To better understand this process, researchers did a deep dive into the genetics of patients' bone marrow, blood, and skin leukaemia cells – sequencing the DNA and RNA in individual cells.
"We wanted to determine which cells in the bone marrow and blood are acquiring these initial mutations, and which cells are accruing the mutations we see in the skin leukaemia tumours," Lane explains.
To accomplish this, the researchers developed a new technological approach they called eXpressed Variant sequencing (XV-seq) that integrates two powerful forms of genetic analysis, single-cell gene expression and genotyping.
"We needed a high-resolution view into how these tumours were evolving, so that we could see which mutations arose early in disease, which ones appeared later, and in which cells," said study co-senior author Peter van Galen, PhD, of Brigham and Women's Hospital and the Broad. "XV-seq allowed us to precisely identify mutation-carrying cells and pinpoint rare circulating malignant cells that standard clinical approaches couldn't see."
They found that all the patients had blood and bone marrow cells with early CH mutations.
They then identified the culprit for the added mutations in the skin leukaemias: the sun – specifically, ultraviolet rays in sunlight.
"We found that in the tumours in the skin – and in leukaemia tissue from blood and bone marrow – the leukaemia cells had mutations caused by ultraviolet [UV] radiation," Lane remarks. (Scientists have mapped the specific patterns of gene mutations produced by UV light.) "In some patients, a single CH cell in the bloodstream had to have been exposed to ultraviolet radiation – and picked up additional mutations – before it could become a leukaemia cell."

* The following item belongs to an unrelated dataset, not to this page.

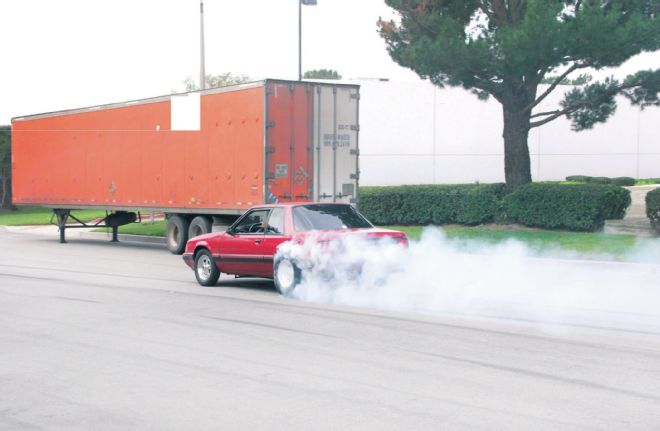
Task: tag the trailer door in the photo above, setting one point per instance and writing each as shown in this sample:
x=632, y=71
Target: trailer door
x=336, y=127
x=289, y=157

Researchers could now plot the develop of BPDCN in the skin in three steps: 1) Bone marrow cells develop mutations for clonal haematopoiesis; 2) At least one of those cells, venturing into the skin, acquires mutations from UV light; 3) The cell later incurs other mutations that turn it into a full-fledged leukaemia cell.
To buttress this account of the disease's origins, the investigators enlisted dermatological researchers to determine where patients' skin lesions first formed. "We found that almost all of them occurred in sun-exposed areas," Lane relates. "In other types of leukaemia that can invade the skin, the lesions are randomly distributed across the skin. Our findings strongly suggest that skin exposure to UV rays, and the resulting genetic mutations, are part of the process of this disease."
Lastly, researchers explored how the most common gene mutation in BPDCN affects the development of the disease. The mutation, in the gene Tet2, is found in 80% of patients with BPDCN, many of whom have alterations in both copies of the gene, completely shutting it down.
In a series of experiments, researchers found that when the normal counterparts of BPDCN cells are exposed to ultraviolet light, they die. When BPDCN cells carrying Tet2 mutations are put under the same light, they survive. "This may explain why so many BPDCN cells withstand ultraviolet radiation exposure in the skin, which gives them the opportunity to acquire more mutations and become leukemic," Lane remarks.